As it happens, Abramson entered journalism at a time when it was not just lucrative but, from a business standpoint, profligate as well. I was employed at the Los Angeles Times in the 1980s and, like Abramson on the other side of the continent, have pleasant recollections of fat Sunday editions, high profit margins, comfortable travel budgets, multiple bureaus, and tastefully appointed executive dining rooms. And yet, even then, it was evident that the correlation between commercial success and editorial distinction was probably imaginary, especially when the advent of television in the 1940s led to the demise of afternoon newspapers and left most communities at the mercy of monopolies. 

Abramson is correct to lament the loss of copy editors and institutional memory, the demise of resources, and the relentless pressures to reduce the substance of journalism to a lowest common denominator. But in the good old days, she and her fellow journalists would have been wise to lament the absence of competition as well. For, in many respects, the culture that she admires—what might be called the professionalization of the newspaper trade—led to its increasing estrangement from the buyers of newspapers. 

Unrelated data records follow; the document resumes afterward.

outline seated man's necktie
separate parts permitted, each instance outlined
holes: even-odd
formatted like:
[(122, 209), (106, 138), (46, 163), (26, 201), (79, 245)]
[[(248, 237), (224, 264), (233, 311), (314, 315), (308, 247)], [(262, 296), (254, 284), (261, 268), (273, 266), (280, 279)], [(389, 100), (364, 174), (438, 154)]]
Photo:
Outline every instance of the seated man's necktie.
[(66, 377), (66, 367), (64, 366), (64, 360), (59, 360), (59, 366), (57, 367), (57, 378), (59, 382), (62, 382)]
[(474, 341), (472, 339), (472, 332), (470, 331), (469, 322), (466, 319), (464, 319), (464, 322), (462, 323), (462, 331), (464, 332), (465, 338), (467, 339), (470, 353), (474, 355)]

Journalism is a business. If, however, its practitioners tend to regard it as a kind of religious vocation, largely intent on allegiance to the faith, the distance between priesthood and flock will inevitably widen. Accordingly, Merchants of Truth is full of nostalgia for the old priestly traditions: the famous “wall” between the commercial and editorial precincts of the enterprise; the emphasis on nurturing careers instead of manufacturing a marketable product; and above all, the notion that journalists are anointed to preserve and protect democracy as largely defined not by citizens, or by public officials, but by journalists. When Abramson writes about “facts,” she is talking about facts as described and ratified by her fellow journalists, and when she writes about “truth,” she refers to the truth as a consensus of journalists.

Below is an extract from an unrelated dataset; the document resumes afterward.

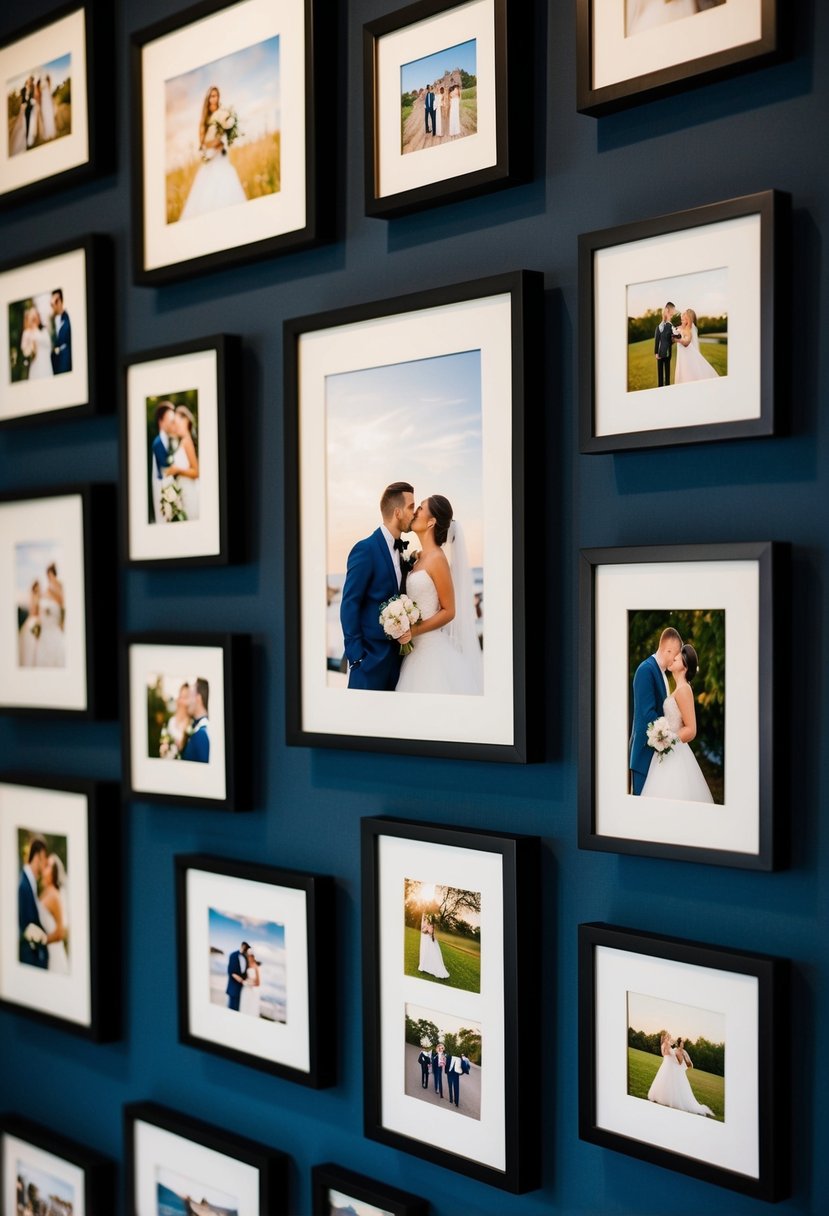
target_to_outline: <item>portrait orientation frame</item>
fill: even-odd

Which explains, to a degree, why the Internet has been so destructive to the newspaper business and to “news” magazines. Once the monopoly of news and opinion was broken, the vacuum was swiftly filled and gave rise to all manner of popular heresies and heterodox doctrines. This is disconcerting to journalists who, like Abramson, have known no other environment. And while the Internet has been more liberating than destructive, it’s hard to pretend that the emergence of BuzzFeed and Vice, or Breitbart or the Huffington Post and the Big Bang of the media universe are unalloyed good news.

Still, it is worth noting the mythology that informs Merchants of Truth and the Washington Post’s corporate slogan that “democracy dies in darkness.” In truth, American democracy got along fairly well, and for a very long time, without the presumption of journalists. The modern news business, as Jill Abramson has known it, is a modern invention. Giant metropolitan newspapers like the Post or Times barely existed before the late 19th century. Broadcast journalism, such as it is, came of age within living memory. 

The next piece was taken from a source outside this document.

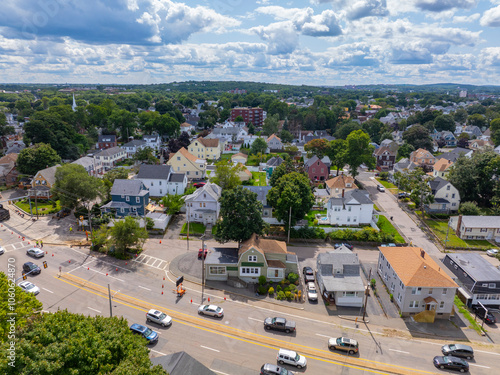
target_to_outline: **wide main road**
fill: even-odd
[[[435,373],[432,358],[440,354],[438,341],[413,340],[403,332],[387,332],[353,322],[334,324],[323,315],[293,310],[273,304],[247,300],[224,300],[214,291],[205,292],[224,308],[222,320],[197,314],[201,291],[196,286],[177,298],[173,280],[166,270],[130,261],[125,264],[109,258],[95,258],[86,250],[54,247],[44,249],[48,268],[29,277],[39,287],[38,298],[47,311],[68,309],[74,313],[109,316],[108,285],[113,295],[113,315],[128,322],[145,324],[150,308],[165,311],[174,318],[170,328],[151,327],[160,333],[153,356],[185,350],[202,363],[222,374],[255,374],[265,362],[275,363],[279,348],[291,348],[308,357],[305,372],[311,374]],[[52,256],[53,254],[53,256]],[[1,259],[6,270],[7,257],[20,267],[29,259],[25,249],[10,249]],[[41,260],[34,260],[41,264]],[[59,272],[59,267],[61,272]],[[168,268],[167,268],[168,270]],[[165,280],[163,279],[165,278]],[[163,287],[162,287],[163,286]],[[162,294],[163,292],[163,294]],[[192,302],[191,302],[192,301]],[[294,335],[267,332],[267,316],[284,316],[297,323]],[[327,348],[329,337],[347,336],[360,343],[358,356],[346,356]],[[500,363],[498,346],[474,344],[474,374],[491,374]]]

Indeed, up until the past half-century, newspapers were largely written and edited by raffish, semi-educated characters from The Front Page, not the college boys of All the President’s Men. And at the dawn of the republic, the media resembled the present day more than not: a vast collection of disparate voices, catering to every conceivable fancy and prejudice, conveying information without fidelity to truth, ungoverned by schools of journalism or the strict separation of narrative and advertising. Not that Merchants of Truth seems aware of all this, which means this tiresome tome serves as a reminder that the “fight for facts” applies to the past as well as the present.